À quoi ça sert concrètement ?

  • Ajouter du relief à un fond uni sans tout repeindre : par exemple un ciel, un mur, un vêtement.
  • Suggérer :
    • des herbes,
    • des cheveux,
    • de l’écorce,
    • des rochers,
    • des nuages.
  • Donner un côté “inachevé assumé” : ça casse le côté scolaire.

Une petite astuce qu’on ne t’explique pas en cours

Commence par des tons proches, pas par des contrastes violents.

Exemple :

  • Fond bleu moyen → brossage à sec avec un bleu un peu plus clair ou un peu plus foncé.
  • Fond ocre → brossage avec un jaune cassé ou un brun très doux.

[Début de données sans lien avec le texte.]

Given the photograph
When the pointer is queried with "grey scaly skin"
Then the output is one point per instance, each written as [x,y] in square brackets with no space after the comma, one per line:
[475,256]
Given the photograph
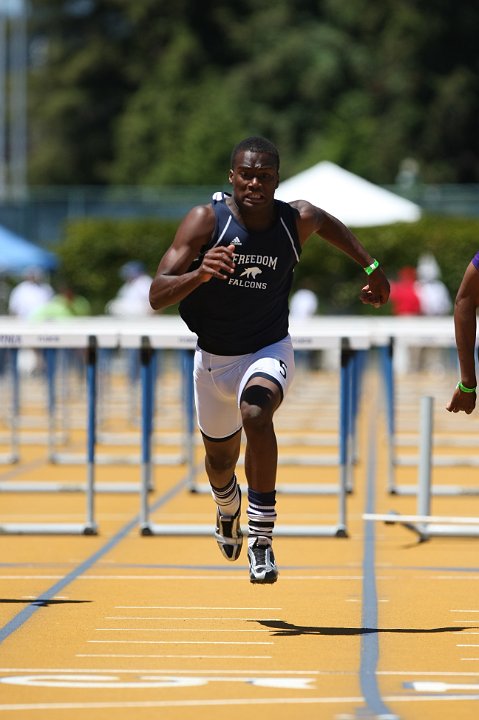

Le résultat est subtil, presque comme si la lumière jouait sur la surface. Ensuite seulement, tu peux t’amuser à ajouter quelques touches plus contrastées ici ou là.

Autre idée : utilise le brossage à sec en dernière étape, après tout le reste, comme un voile de texture. C’est un peu comme ajouter un filtre photo, mais à la main.


Comment oser ces techniques sans te mettre la pression

Ce que j’aime avec ces trois techniques, c’est qu’elles ont un point commun :

  • Elles pardonnent les « erreurs ».
  • Elles acceptent le hasard comme un allié.
  • Elles fonctionnent même avec des formes très simples.

Si tu as peur de « gâcher » du matériel, quelques repères :

  • N’achète pas tout le magasin : deux ou trois couleurs de base, un pinceau moyen, un papier raisonnablement épais suffisent largement pour commencer.
  • Donne-toi le droit de faire des tests au format mini (A5, cartes postales, chutes de papier). C’est moins intimidant.
  • Garde tes « ratés ».
    Parfois, un morceau seulement est beau. Tu peux :
    • découper,
    • recadrer,
    • coller dans un carnet,
    • reprendre au crayon ou au stylo.

Et si tu sens que tu bloques, essaie ce petit rituel tout bête :

  1. Mets un minuteur sur 10 minutes.
  2. Choisis UNE seule technique parmi les trois.
  3. Promets-toi de ne pas chercher à faire une « œuvre », juste une expérience.
  4. Au bout des 10 minutes, tu t’arrêtes, même si « ce n’est pas fini ».

Étonnamment, c’est souvent à ce moment-là qu’on a le plus envie… de continuer.


La peinture, ce n’est pas un examen, c’est un terrain de jeu

On a tellement associé la peinture à l’idée de talent, d’école d’art, de « don », qu’on oublie que c’est d’abord un outil : un moyen de se reconnecter à soi, à son rythme, à ses sensations.

Avec le monotype, la peinture négative ou le brossage à sec, tu peux lâcher la pression du réalisme total. Tu joues avec les formes, les vides, les textures. Tu découvres ce que ta main fait naturellement, sans modèle Pinterest à copier.

Et puis, entre nous : personne n’a besoin de savoir comment tu as obtenu tel effet. Si quelqu’un te demande : « Mais tu as fait ça comment ? », tu auras ce petit sourire complice de l’atelier : tu sauras que tu as mis les mains dans la couleur, que tu t’es autorisé à essayer.

Alors, laquelle de ces trois techniques tu as envie de tester en premier ? Si tu hésites, commence par celle qui te semble la plus “bizarre”. C’est souvent là que la surprise est la plus belle.